NATIONWIDE RETAIL developer David Cordish has given a resounding vote of confidence to his hometown by proposing to build a new 27-story Inner Harbor hotel and retail complex costing $114 million without asking for a penny in outright subsidies.

The proposed 800-room hotel, which he says could later be expanded to 1,200 rooms, would be Baltimore's biggest and the first major one to open downtown since 1988.

The proposal is one of the submissions being considered by the state Department of General Services, which wants to better exploit the parcel that now accommodates the Lockwood Building of Baltimore City Community College at Pratt Street and Market Place.
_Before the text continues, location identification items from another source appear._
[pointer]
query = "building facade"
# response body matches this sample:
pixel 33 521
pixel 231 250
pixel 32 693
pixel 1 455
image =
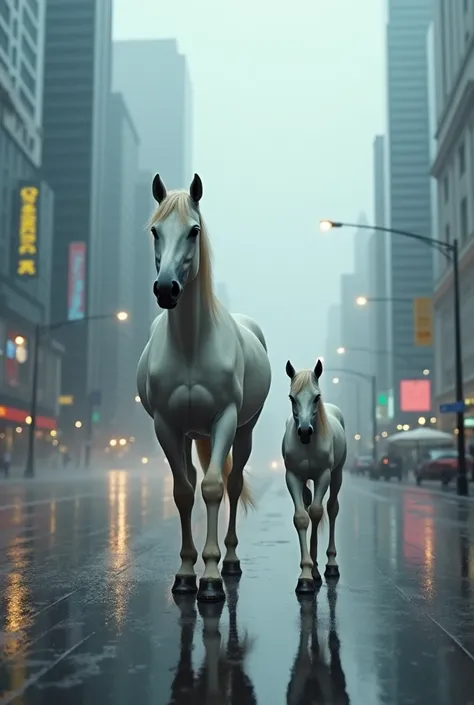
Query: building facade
pixel 77 87
pixel 453 169
pixel 410 262
pixel 161 107
pixel 26 222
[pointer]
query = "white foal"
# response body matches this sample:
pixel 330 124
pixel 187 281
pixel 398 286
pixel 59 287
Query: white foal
pixel 204 376
pixel 314 448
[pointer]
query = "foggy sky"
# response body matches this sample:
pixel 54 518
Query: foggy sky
pixel 286 107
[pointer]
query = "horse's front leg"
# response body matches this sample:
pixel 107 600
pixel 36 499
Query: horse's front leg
pixel 212 487
pixel 173 444
pixel 305 583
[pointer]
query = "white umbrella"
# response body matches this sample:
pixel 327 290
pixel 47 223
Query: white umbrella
pixel 421 435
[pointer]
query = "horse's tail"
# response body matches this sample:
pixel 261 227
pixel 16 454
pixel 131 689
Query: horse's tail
pixel 203 447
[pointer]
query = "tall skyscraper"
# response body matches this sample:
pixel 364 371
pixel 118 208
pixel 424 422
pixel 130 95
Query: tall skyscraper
pixel 119 239
pixel 160 102
pixel 77 87
pixel 453 169
pixel 26 221
pixel 409 206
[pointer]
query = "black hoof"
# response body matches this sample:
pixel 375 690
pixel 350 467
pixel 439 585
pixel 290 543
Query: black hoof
pixel 305 586
pixel 318 581
pixel 331 572
pixel 211 590
pixel 231 568
pixel 184 585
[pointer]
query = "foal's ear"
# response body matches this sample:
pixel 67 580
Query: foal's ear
pixel 195 190
pixel 318 369
pixel 158 189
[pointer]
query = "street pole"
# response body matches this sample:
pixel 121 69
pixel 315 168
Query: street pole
pixel 374 418
pixel 462 479
pixel 30 459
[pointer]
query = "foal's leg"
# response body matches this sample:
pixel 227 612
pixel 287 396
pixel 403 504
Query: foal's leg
pixel 332 569
pixel 305 583
pixel 316 514
pixel 240 454
pixel 212 487
pixel 173 445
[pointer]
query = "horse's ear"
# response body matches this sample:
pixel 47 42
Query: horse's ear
pixel 318 369
pixel 158 189
pixel 195 190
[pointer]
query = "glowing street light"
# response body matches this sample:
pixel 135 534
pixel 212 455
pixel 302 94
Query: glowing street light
pixel 362 301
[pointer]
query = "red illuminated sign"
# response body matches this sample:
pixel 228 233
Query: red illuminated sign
pixel 415 395
pixel 9 413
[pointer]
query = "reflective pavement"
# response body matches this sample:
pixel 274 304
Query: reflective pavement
pixel 86 566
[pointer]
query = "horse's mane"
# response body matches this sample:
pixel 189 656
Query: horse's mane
pixel 302 380
pixel 180 202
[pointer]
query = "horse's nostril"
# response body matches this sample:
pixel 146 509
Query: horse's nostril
pixel 175 289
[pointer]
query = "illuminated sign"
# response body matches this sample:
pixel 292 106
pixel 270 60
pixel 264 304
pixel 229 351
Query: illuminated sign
pixel 415 395
pixel 27 250
pixel 76 305
pixel 423 321
pixel 9 413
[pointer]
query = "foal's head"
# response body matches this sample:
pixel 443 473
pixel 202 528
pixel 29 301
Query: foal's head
pixel 180 241
pixel 305 397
State officials cannot identify the other proposals under provisions of Maryland's procurement law.

This creates a peculiar situation, where the public knows of one proposal but does not even know the number of rival bidders. There is no question, though, that the 2.8-acre site just one block from the harbor's edge -- and within a stone's throw from both the recently completed Columbus Center and the Port Discovery children's complex scheduled to open in 1998 -- is lucrative. The state realized that. It told developers only that their proposals must "maximize the revenue to BCCC through a long-term income stream from the commercial development of the site," be consistent with city strategic development plans and increase the parking capacity of the site to 500 spaces.

The Cordish proposal comes at a time when Baltimore Development Corp. has a Legg Mason consultant studying the city's future hotel needs. One reason for that study is that the local stakeholders in hotel and convention industries seldom seem to agree on anything.

Some hotel managers insist that the city does not need any more rooms, while Carroll Armstrong, president of the Baltimore Area Convention and Visitors Association, maintains that business at Baltimore's newly expanded Convention Center cannot be optimized unless a 1,200-room "headquarters hotel" containing flexible meeting and catering spaces is built next door.

It is unlikely that the BDC study, which will be released shortly, is going to end these disagreements. But it should clear the air and give the city's development officials a better understanding of what they should shoot for.